Esqueceram-se foi de mencionar que em nenhum outro lugar, profissionalmente falando, se encontram tantas problemáticas devido ao excesso de trabalho e toxicidade no ambiente de trabalho. É preciso cada vez mais humanizar estas empresas e a gestão praticada pelas mesmas, fomentando o aparecimento de gestores empáticos que consigam prever os problemas associados a um funcionário trabalhar mais de 12 horas por dia, todos os dias e ver isso como um problema, mesmo antes do colaborador o ver como tal.

Se te sentes sobrecarregado no teu trabalho não finjas ou escondas que está tudo bem. O silêncio nestes casos não ajuda. Apoia-te nos teus familiares e amigos e pede ajuda médica especializada.
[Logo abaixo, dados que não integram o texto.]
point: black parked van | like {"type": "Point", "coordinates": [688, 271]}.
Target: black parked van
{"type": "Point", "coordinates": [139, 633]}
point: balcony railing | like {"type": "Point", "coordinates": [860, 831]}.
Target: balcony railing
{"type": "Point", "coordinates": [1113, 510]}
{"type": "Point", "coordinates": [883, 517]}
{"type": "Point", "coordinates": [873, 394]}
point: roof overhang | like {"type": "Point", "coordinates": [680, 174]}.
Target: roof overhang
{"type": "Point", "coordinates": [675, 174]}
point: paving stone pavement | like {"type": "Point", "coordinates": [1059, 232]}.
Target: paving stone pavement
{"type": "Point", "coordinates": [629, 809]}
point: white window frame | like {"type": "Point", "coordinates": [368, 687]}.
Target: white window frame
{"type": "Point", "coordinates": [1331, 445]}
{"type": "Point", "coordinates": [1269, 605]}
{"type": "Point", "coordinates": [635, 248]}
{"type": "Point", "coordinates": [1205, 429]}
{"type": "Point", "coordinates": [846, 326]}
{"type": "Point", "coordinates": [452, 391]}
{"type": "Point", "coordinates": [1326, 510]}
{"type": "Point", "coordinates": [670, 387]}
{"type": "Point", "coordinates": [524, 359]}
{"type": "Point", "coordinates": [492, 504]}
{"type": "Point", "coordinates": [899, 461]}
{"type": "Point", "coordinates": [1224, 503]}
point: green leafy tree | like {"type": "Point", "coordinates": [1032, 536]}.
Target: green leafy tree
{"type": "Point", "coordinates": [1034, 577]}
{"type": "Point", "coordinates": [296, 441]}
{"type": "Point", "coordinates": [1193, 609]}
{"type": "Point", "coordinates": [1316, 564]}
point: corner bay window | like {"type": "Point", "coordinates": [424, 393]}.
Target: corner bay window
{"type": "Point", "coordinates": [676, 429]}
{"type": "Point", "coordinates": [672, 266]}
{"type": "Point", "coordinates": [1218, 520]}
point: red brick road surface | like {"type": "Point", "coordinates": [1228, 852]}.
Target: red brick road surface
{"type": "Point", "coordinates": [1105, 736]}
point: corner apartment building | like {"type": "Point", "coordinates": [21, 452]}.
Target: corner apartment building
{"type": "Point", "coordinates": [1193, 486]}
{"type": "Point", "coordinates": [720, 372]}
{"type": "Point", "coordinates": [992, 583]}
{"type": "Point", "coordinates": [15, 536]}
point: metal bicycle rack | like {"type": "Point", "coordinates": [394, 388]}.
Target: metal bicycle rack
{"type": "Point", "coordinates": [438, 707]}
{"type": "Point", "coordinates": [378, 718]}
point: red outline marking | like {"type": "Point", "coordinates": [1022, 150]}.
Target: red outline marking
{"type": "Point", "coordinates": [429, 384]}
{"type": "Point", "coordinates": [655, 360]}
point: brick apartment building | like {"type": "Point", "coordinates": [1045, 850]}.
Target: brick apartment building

A Clínica da Mente é sobejamente conhecida como sendo especialista em casos de burnout, porém em portais como MedicalPort, ou Mundo dos Psicólogos também encontrarás o auxílio que necessitas para melhorar e fortalecer a tua saúde física e sanidade mental.

Na tua empresa, fala com alguém em quem confies e pede ajuda na reorganização do teu trabalho. Não dar crédito ao burnout e pensar que apenas se trata de uma fase passageira é um erro tremendo, pois esta é uma doença praticamente impossível de ignorar e que provavelmente trará dissabores tanto para ti como para o teu/a empregador/a. Sê vulnerável contigo mesmo/a e de forma empática e responsável, procura alguém dentro da organização em que trabalhas, expõe e partilha a situação por que estás a passar.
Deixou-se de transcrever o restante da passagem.